A Catholic medical association is forming in Burlington and will have its first event, evening prayer, at St. Joseph Cathedral in Burlington June 1 at 5:30 p.m. with a reception to follow at the rectory with Burlington Bishop Christopher Coyne.

The Vermont guild will be a local subset of the national Catholic Medical Association.

Dr. Marta Kokoszynska, who practices medicine in the fields of Pulmonary and Critical Care Medicine, began the initiative for the association, but there has been interest by other physicians previously and there is a group of people who have been indispensable in support of the effort.

“Throughout my training as a young physician and a practicing Catholic, I realized the importance of surrounding myself with a strong Catholic community in order to stay close to the teachings of the Church while practicing in a healthcare system that at times may make it difficult to uphold the principles of Catholicism,” she said. “As physicians, we have a tendency of pushing ourselves to keep going without much internal reflection as our hearts are often consumed by our patients and their concerns.”

But she recognizes the value in having a place to be able to restore one’s own self, to leave time for prayer, reflection, a place to emotionally recharge, and the Catholic Center at the University of Vermont in Burlington became that place for her. “Having access to daily Mass, holy hours and the support of the amazing staff there has been essential for my growth and renewing my spirit as I navigated the more difficult encounters that we face in medicine,” she said. “In this realization, God put a strong desire on my heart to become more involved in my Catholic faith as it relates to my profession.”

She wanted to connect with other physicians and healthcare workers to learn from and share with them but also to bring about a place where they can feel loved, supported and understood in the pursuit of their efforts to live out their faith in their vocation. “Many physicians, especially here in Vermont, feel like they are practicing in silos — alone in their attempts to live out their beliefs, brave enough to practice for decades in support of their faith but feeling isolated, hidden, misunderstood,” she continued. “Part of the guild locally would be to restore this hope that is so present in the union of upholding God’s mercy and grace in our daily practice of medicine.”

The Catholic Medical Association, as defined in its mission statement, is a national, physician-led community of healthcare professionals that informs, organizes and inspires its members, in steadfast fidelity to the teachings of the Catholic Church, to uphold the principles of the Catholic faith in the science and practice of medicine. The groups are organized at the level of a parish, city or Diocese and provide local support and community to healthcare professionals with fellowship, education, opportunities to serve the local Church and public, mutual support, witness and a base for medical students and residents to find guidance.

The local group is planning a fall “White Mass,” a Mass celebrated for healthcare professionals, named for the white coats worn by those in the medical community. The White Mass is meant to honor those working in the healthcare profession, “but more importantly it allows healthcare professionals to unite their medical vocation and service with the healing ministry of Jesus Christ,” Kokoszynska said.

Although it is a physician-led organization, anyone working in the healthcare profession is welcome to join.

Kokoszynska hopes to have regular meetings during which there will be opportunity for fellowship and prayer. “We hope to incorporate education on important topics like medical bioethics, physician wellness, spiritual growth, healthcare reform,” she said. “We would hope to organize retreats and mission trips in the future. There will also be opportunity to work with residents and medical students as well as serving the local community.”

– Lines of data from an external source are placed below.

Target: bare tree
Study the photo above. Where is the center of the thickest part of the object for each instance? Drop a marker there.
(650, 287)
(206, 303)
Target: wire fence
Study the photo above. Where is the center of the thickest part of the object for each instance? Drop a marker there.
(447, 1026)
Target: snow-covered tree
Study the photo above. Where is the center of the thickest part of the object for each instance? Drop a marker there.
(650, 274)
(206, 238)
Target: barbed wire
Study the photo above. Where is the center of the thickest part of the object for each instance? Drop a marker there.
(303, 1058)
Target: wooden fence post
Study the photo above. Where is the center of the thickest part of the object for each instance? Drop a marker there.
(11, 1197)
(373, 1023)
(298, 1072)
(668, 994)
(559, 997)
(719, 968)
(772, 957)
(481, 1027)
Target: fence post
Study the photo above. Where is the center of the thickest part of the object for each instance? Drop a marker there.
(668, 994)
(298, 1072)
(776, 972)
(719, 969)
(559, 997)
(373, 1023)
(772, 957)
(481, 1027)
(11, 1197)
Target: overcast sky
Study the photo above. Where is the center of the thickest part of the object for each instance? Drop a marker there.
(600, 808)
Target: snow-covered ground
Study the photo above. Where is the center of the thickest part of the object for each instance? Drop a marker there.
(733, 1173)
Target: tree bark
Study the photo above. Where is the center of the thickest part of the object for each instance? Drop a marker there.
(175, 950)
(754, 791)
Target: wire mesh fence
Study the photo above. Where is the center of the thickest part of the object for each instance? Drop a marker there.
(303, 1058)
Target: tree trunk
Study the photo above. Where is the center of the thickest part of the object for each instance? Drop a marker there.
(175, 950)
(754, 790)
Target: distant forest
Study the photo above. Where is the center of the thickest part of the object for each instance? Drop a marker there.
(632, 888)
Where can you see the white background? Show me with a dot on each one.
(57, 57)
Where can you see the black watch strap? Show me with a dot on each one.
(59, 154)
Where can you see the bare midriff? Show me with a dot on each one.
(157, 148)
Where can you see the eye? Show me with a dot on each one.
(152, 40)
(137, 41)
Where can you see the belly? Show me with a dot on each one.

The association is meant to be a resource for physicians. “It is there to be an unwavering entity in upholding the integrity and fidelity of the Catholic faith,” Kokoszynska said.

The association will allow exploration of issues that interface the intimate boundaries of medicine and religion especially those rooted in an ethical aspect. “In a broad sense, the CMA will focus on issues that will bring an integrated approach to the care of each patient by harmonizing clinical medicine with religion in order to highlight bioethical issues and their impact on patients, health-care workers and medical systems in the context of current society and culture.”

It is important to focus on such issues, as difficult or controversial as they may be, in order to restore and heal the patient-physician relationship, she continued. “To move away from a culture where the patient is a ‘client’ and the physician is a ‘healthcare provider’ who renders services determined by the client. Through discussing topics rooted in medical bioethics, psychology and sociology we can reconcile ourselves with the truth that this profession is truly a vocation, a calling from God to understand the patient as a whole and a selfless gift from God that needs to be nurtured and respected.”